Grandma Seiler’s Button Box. July, 2011.
Rhinestones, Plastic Monkeys, and A Good Marriage
As we prepare to embark on a summer vacation in the desert, I decide to replace buttons that have long since gone missing from two pairs of my husband Rich’s shorts.

I ask him what kind of buttons he prefers.

He tells me as long as they’re the right size, he trusts me to choose.

Obviously he doesn’t know about the treasures of Grandma’s button box. 

This metal tin belonged to my paternal grandmother, Alice Marie Seiler, and it holds buttons made from pink, orange, and blue plastic, wood, bone, metal, and shell, along with a stray monkey from a Barrel of Monkeys game.

I’ve raided it for important family events. When my niece, Allison Marie Seiler, was baptized, my brother and his wife granted me the honor of sewing her dress. I chose a mother-of-pearl button, carved into a rose, to adorn the crown of the bonnet.
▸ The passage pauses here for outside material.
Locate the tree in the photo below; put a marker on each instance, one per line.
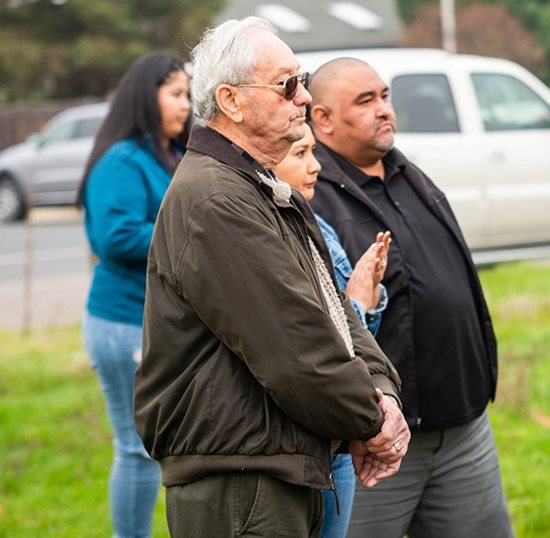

And I raid it for routine mending, like the long-overdue button replacement I’m about to undertake.

I open the tin and my fingers wander through the basket. I pick up a rhinestone-studded beauty and remember my husband’s words: “As long as it’s the right size, I don’t care what it looks like.”

I think he would care if I sewed a rhinestone button onto his khaki cargo shorts.

Suddenly memories ensnare my fingers as they fondle these old buttons. I’m 16. We’re celebrating my grandparents’ golden wedding anniversary. Grandma is in brocade and a perfect-lipstick smile and Grandpa wears a tie. The hall is filled with friends, the scent of lavender, and the rustle of ladies’ dresses. I watch my grandparents kiss and I see the trust between them.

I put down the rhinestone button and set aside my idea to play a prank by sewing it onto Rich’s shorts.

My husband trusts me. That’s nothing to toy with.

3 The husband must fulfill his duty to his wife, and likewise also the wife to her husband.